Many believe that nothing much has happened since, but I will argue that that is not so. What has happened above all is the web, which has both provided a new easy-accessible market for MT, through page translation, and has also provided a source of vast corpora, unimaginable before. However, that availability has not yet been cashed in: there is an enormous amount of work, of both sorts and above all as hybrids of both, but nothing fundamental has yet enabled purely empirical methods to overcome the data-sparseness problem, not even the web itself, viewed as a corpus. It seems pretty clear that some form of symbolic methods will be needed to do that. Again, that opposition is increasingly hard to make, as "symbolic" methods now themselves tend to be empirically based, and refer only to information types, rather than to structures that are written down directly from intuition.
Most striking has been the division of the old MT task up into sub-tasks, each being tackled and evaluated independently--the most MT relevant case has been Word Sense Discrimination--- but whose limited successes have not, so far, been built back into more advanced MT itself. Again, MT has disintegrated in another way, in that multilingual functionality over a whole range of tasks, up from simple text editing to summarization and information extraction, are now such that one cannot really say whether they are MT or not. None of this should matter if real advances for language workers are being made, and they are. But intellectually, it can be bewildering, as in the recent turning of tables in which it has been argued that information retrieval should be seen as a form of machine translation (as opposed to vice versa!).
Bio: YORICK WILKS is Professor of Computer Science at the University of Sheffield and Director of ILASH, the Institute of Language, Speech and Hearing. For the eight years 1985-93 he was Director of the Computing Research Laboratory at New Mexico State University, a centre for research in artificial intelligence and its applications. He received his doctorate from Cambridge University in 1968 for work in computer programs that understand written English in terms of a theory later called "preference semantics": the claim that language is to be understood by means of a search for semantic "gists", combined with a coherence function over such structures that minimises effort in the analyser.
This has continued as the focus of his work, and has had applications in the areas of machine translation, the use of English as a "front end" for users of data bases, and the computation of belief structures. He was a researcher at Stanford AI Laboratory, and then Professor of Computer Science and Linguistics at the University of Essex. He has published numerous articles and nine books in that area of artificial intelligence, of which the most recent are Artificial Believers (with Afzal Ballim) from Lawrence Erlbaum Associates (1991) and Electric Words: dictionaries, computers and meanings (with Brian Slator and Louise Guthrie) MIT Press, (1995).

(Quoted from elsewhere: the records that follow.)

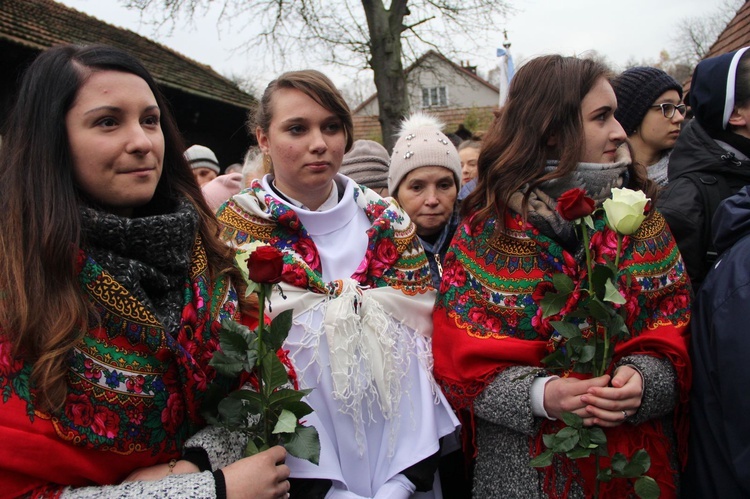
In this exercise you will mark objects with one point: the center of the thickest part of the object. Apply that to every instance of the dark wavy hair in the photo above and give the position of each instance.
(544, 102)
(44, 311)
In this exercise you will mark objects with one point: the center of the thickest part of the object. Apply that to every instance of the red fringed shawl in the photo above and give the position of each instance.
(487, 318)
(134, 390)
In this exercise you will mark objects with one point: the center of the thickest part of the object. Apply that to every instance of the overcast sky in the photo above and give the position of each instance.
(620, 30)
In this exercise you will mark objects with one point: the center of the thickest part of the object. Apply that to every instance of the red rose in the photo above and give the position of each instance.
(574, 204)
(265, 265)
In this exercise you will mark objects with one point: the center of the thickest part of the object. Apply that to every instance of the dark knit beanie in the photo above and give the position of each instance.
(637, 89)
(367, 164)
(712, 89)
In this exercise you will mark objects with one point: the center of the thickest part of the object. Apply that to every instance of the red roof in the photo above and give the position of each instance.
(419, 61)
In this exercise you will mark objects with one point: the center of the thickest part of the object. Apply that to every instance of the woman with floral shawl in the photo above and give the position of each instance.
(490, 334)
(113, 287)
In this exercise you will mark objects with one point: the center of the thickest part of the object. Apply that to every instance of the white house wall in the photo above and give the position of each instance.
(463, 91)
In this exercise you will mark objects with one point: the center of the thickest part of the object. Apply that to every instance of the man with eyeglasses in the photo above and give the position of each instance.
(711, 159)
(650, 110)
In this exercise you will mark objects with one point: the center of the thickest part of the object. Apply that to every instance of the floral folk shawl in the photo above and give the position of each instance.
(134, 391)
(394, 257)
(488, 318)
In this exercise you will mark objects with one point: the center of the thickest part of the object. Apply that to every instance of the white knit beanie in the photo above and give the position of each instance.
(421, 143)
(202, 157)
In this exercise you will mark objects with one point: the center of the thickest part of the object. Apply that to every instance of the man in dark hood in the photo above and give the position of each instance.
(711, 159)
(719, 453)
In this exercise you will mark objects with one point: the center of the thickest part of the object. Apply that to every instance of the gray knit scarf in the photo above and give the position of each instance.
(596, 179)
(148, 255)
(658, 171)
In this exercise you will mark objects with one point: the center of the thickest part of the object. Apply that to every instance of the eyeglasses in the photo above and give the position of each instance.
(668, 109)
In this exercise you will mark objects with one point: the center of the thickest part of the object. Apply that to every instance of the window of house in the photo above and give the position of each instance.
(434, 96)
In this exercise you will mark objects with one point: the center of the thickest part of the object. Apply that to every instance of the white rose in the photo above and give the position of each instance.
(625, 210)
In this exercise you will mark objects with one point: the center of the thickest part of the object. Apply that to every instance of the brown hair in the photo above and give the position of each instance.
(44, 310)
(469, 144)
(544, 102)
(315, 85)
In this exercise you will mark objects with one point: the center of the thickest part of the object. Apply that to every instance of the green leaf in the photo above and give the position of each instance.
(598, 436)
(563, 283)
(232, 412)
(647, 488)
(618, 463)
(578, 453)
(286, 423)
(300, 409)
(638, 465)
(280, 326)
(555, 359)
(234, 338)
(552, 303)
(254, 399)
(604, 475)
(304, 443)
(599, 310)
(549, 440)
(587, 353)
(618, 329)
(611, 294)
(566, 329)
(566, 439)
(274, 373)
(251, 449)
(251, 356)
(225, 365)
(572, 420)
(599, 276)
(542, 460)
(280, 398)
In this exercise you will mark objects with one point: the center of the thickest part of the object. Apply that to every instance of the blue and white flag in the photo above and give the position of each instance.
(506, 72)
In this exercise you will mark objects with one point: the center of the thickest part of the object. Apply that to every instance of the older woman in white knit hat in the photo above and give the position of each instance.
(203, 162)
(424, 177)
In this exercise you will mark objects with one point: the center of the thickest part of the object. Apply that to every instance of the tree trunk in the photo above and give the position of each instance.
(385, 28)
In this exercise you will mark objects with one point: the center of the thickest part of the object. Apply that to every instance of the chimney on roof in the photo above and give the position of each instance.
(466, 65)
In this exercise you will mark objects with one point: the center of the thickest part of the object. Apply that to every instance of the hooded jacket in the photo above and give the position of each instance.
(689, 200)
(682, 203)
(719, 457)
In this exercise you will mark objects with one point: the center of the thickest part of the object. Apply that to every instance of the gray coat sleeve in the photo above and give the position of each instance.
(659, 387)
(183, 486)
(507, 400)
(222, 446)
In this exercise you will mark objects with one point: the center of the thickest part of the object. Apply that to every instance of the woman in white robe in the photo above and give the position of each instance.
(359, 284)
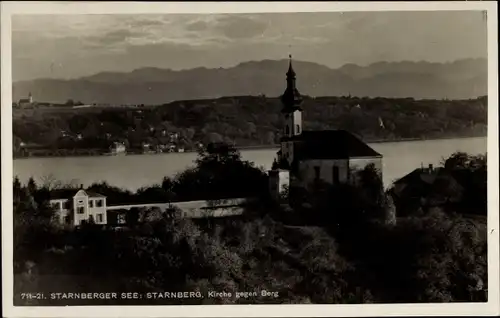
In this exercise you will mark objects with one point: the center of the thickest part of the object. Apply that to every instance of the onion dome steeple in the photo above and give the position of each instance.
(291, 98)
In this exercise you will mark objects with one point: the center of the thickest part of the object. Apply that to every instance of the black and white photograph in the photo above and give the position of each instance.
(229, 154)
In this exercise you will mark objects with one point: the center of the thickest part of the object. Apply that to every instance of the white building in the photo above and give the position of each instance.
(331, 156)
(83, 206)
(118, 148)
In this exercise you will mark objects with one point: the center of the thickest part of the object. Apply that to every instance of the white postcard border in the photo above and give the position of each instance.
(46, 7)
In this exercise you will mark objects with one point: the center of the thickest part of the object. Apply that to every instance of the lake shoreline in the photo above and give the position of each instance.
(243, 148)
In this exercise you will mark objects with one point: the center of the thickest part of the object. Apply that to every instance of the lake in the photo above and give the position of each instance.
(135, 171)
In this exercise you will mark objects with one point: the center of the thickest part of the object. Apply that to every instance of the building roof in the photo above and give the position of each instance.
(421, 175)
(330, 144)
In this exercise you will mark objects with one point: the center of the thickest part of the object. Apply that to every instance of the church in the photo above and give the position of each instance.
(332, 156)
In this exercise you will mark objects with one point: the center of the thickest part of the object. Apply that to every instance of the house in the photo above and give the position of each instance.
(78, 208)
(118, 148)
(428, 187)
(332, 156)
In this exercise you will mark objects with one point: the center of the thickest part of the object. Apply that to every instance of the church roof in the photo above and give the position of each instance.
(330, 144)
(57, 194)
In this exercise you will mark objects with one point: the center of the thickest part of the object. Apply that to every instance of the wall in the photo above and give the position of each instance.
(60, 209)
(360, 163)
(80, 200)
(279, 180)
(94, 210)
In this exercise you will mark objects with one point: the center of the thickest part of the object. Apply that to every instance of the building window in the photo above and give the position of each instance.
(121, 219)
(335, 176)
(316, 172)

He is a member of the (UK) EPSRC College of Computing, and also a Fellow of the American Association for Artificial Intelligence and the European Society for Artificial Intelligence (ECCAI). He is on the boards of some fifteen AI-related journals. He currently works in the areas of information extraction from text sources, computational pragmatics and dialogue systems, and the automatic construction and maintenance of linguistic resources such as lexicons, ontologies and grammars. He has been principal researcher at Sheffield on a range of Fourth and Fifth Framework EU contracts: AVENTINUS, ECRAN, EUROWORDNET, SIMPLE, PAROLE, NAMIC, MUMIS and AMITIES. He has substantial experience managing and directing large research projects for national agencies such as the EPSRC (UK) and DARPA and NSF (US).